À cette date précise, la Révolution est à un tournant. Un petit retour en arrière s’impose :

En juillet 1789, l’entrée en scène du mouvement populaire, paysan à plus de 85% de la population d’alors, changea complètement le pays : le roi, excédé par la transformation des États généraux en Assemblée nationale constituante, avait décidé de la réprimer par les armes. Mais le mouvement populaire l’en empêcha : en trois semaines seulement et dans tout le pays, une révolution municipale se produit, prend le pouvoir communal, crée des Gardes nationales formées de citoyens locaux, se double d’une immense jacquerie paysanne qui investit pacifiquement (oui, son historien, Georges Lefebvre, insiste) les seigneuries et brûle les titres de propriété féodale des seigneurs, indiquant clairement le programme et, enfin, détruit la grande institution de la monarchie , qui tenait grâce aux intendants dans les provinces et aux gouverneurs militaires aux frontières : ceux-ci, comprenant qu’ils n’avaient pas les moyens de réprimer le peuple en mouvement, se firent… d’une immense discrétion et s’enfuirent : le roi perdit ainsi sa souveraineté, ses agents et son épée, en trois semaines…
C’était cela la Révolution de juillet 1789.

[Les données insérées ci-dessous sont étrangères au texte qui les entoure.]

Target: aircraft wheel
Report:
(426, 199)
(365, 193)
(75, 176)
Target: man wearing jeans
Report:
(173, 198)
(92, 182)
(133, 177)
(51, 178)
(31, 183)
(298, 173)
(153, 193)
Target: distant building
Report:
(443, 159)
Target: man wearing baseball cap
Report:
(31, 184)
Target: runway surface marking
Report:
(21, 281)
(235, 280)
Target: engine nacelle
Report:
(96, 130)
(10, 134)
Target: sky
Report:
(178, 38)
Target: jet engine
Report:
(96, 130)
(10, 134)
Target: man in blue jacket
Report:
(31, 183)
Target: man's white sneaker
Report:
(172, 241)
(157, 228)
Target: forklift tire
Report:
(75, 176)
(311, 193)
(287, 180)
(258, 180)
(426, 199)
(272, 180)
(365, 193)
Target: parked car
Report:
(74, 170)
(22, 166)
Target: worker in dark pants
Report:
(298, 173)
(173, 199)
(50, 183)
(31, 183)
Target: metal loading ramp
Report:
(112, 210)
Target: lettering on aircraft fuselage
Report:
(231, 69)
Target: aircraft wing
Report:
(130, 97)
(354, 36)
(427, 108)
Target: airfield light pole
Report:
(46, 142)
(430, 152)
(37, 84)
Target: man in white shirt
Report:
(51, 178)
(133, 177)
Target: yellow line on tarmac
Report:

La Grande peur de la classe des possédants suivit et, début août 1789, l’Assemblée constituante, sauvée de la répression royale par ce peuple en révolution, dut faire des concessions  : la Nuit du 4 août déclare la suppression de la féodalité, mais sans décret d’application , et la Déclaration des droits de l’homme et du citoyen est votée le 26 août.

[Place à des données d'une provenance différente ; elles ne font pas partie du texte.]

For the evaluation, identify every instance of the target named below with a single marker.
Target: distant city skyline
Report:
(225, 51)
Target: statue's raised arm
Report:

Le côté droit de l’Assemblée, effrayé par les droits déclarés, va chercher à les modérer , n’osant contrer ouvertement ce texte devenu constitutionnel. Le côté gauche se déclare pour leur application intégrale. Voilà l’origine de ce que l’on a réduit à l’opposition gauche/droite et qui portait, alors, sur la défense ou le refus des principes de la Déclaration des droits naturels de l’homme et du citoyen.

De 1789 à 1791, le combat entre les deux côtés fait rage, le côté gauche, minoritaire, s’est tout de même renforcé avec les combats menés à l’Assemblée, mais fin 1791, la Constitution est celle du côté droit qui parvient à imposer une monarchie constitutionnelle et une aristocratie des riches, violant les principes de la Déclaration des droits (souveraineté populaire et égalité des droits politiques principalement).

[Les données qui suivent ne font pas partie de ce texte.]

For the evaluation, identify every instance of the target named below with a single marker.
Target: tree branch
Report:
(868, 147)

En octobre 1791, une nouvelle Assemblée est élue au suffrage des riches, l’Assemblée législative . Le roi tente de déclarer la guerre dans le but de se faire aider par les armées de Prusse et d’Autriche et écraser la Révolution. Il y parvient après moult péripéties que je ne peux détailler ici et le 20 avril 1792, il vient lui-même à l’Assemblée proposer de déclarer la guerre « au Roi de Bohême et de Hongrie », à savoir l’empereur d’Autriche, le frère de Marie-Antoinette, son beau-frère donc : le plan prend tournure. Et l’Assemblée va voter cette déclaration de guerre, malgré l’opposition de la Montagne, Robespierre en tête, et de quelques députés du côté droit autour des Lameth.

Le Roi, chef de l’exécutif selon la Constitution, choisit les membres de l’état-major militaire et cet énorme pouvoir lui permet de réaliser son plan  : faire que les officiers de l’armée refusent de se battre et laissent entrer l’ennemi pour réprimer les révolutionnaires en France.

La déclaration de guerre votée le 20 avril 1792 fut connue en France dans les jours suivants et, à Strasbourg, la Société des Amis de la Constitution se réunit, condamne ce vote et affiche un appel aux volontaires à rejoindre les soldats insurgés contre leurs officiers. Voici un extrait de ce texte qui inspira Rouget de Lisle :

« Aux armes, citoyens ! L’étendard de la guerre est déployé : le signal est donné.
Aux armes ! Il faut combattre, vaincre ou mourir !
Aux armes, citoyens ! Si nous persistons à être libres, toutes les puissances de l’Europe verront échouer leurs sinistres complots. Qu’ils tremblent ces despotes couronnés ! L’éclat de la liberté luira pour tous les hommes. Vous vous montrerez dignes enfants de la liberté : courez à la victoire, dissipez les armées des despotes, immolez sans remords les traîtres, les rebelles qui, armés contre la patrie, ne veulent y entrer que pour faire couler le sang de nos compatriotes ! (…)
Marchons ! Soyons libres jusqu’au dernier soupir et que nos vœux soient constamment pour la félicité de la patrie et le bonheur de tout le genre humain. »

Rouget de Lisle écrivit son Chant, paroles et musique, dans la nuit du 25 au 26 avril 1792.

Avril 1792 : les officiers de l’armée française, chargés par le Roi de se faire battre , sont contrés par la résistance des soldats , qui expliquent, à l’arrière, les trahisons et c’est ainsi que la Révolution du 10 août 1792 se prépara, grâce au renfort des soldats volontaires appelés en dernière minute le 11 juillet 1792 : Aux armes citoyens ! Votre liberté est entre vos mains !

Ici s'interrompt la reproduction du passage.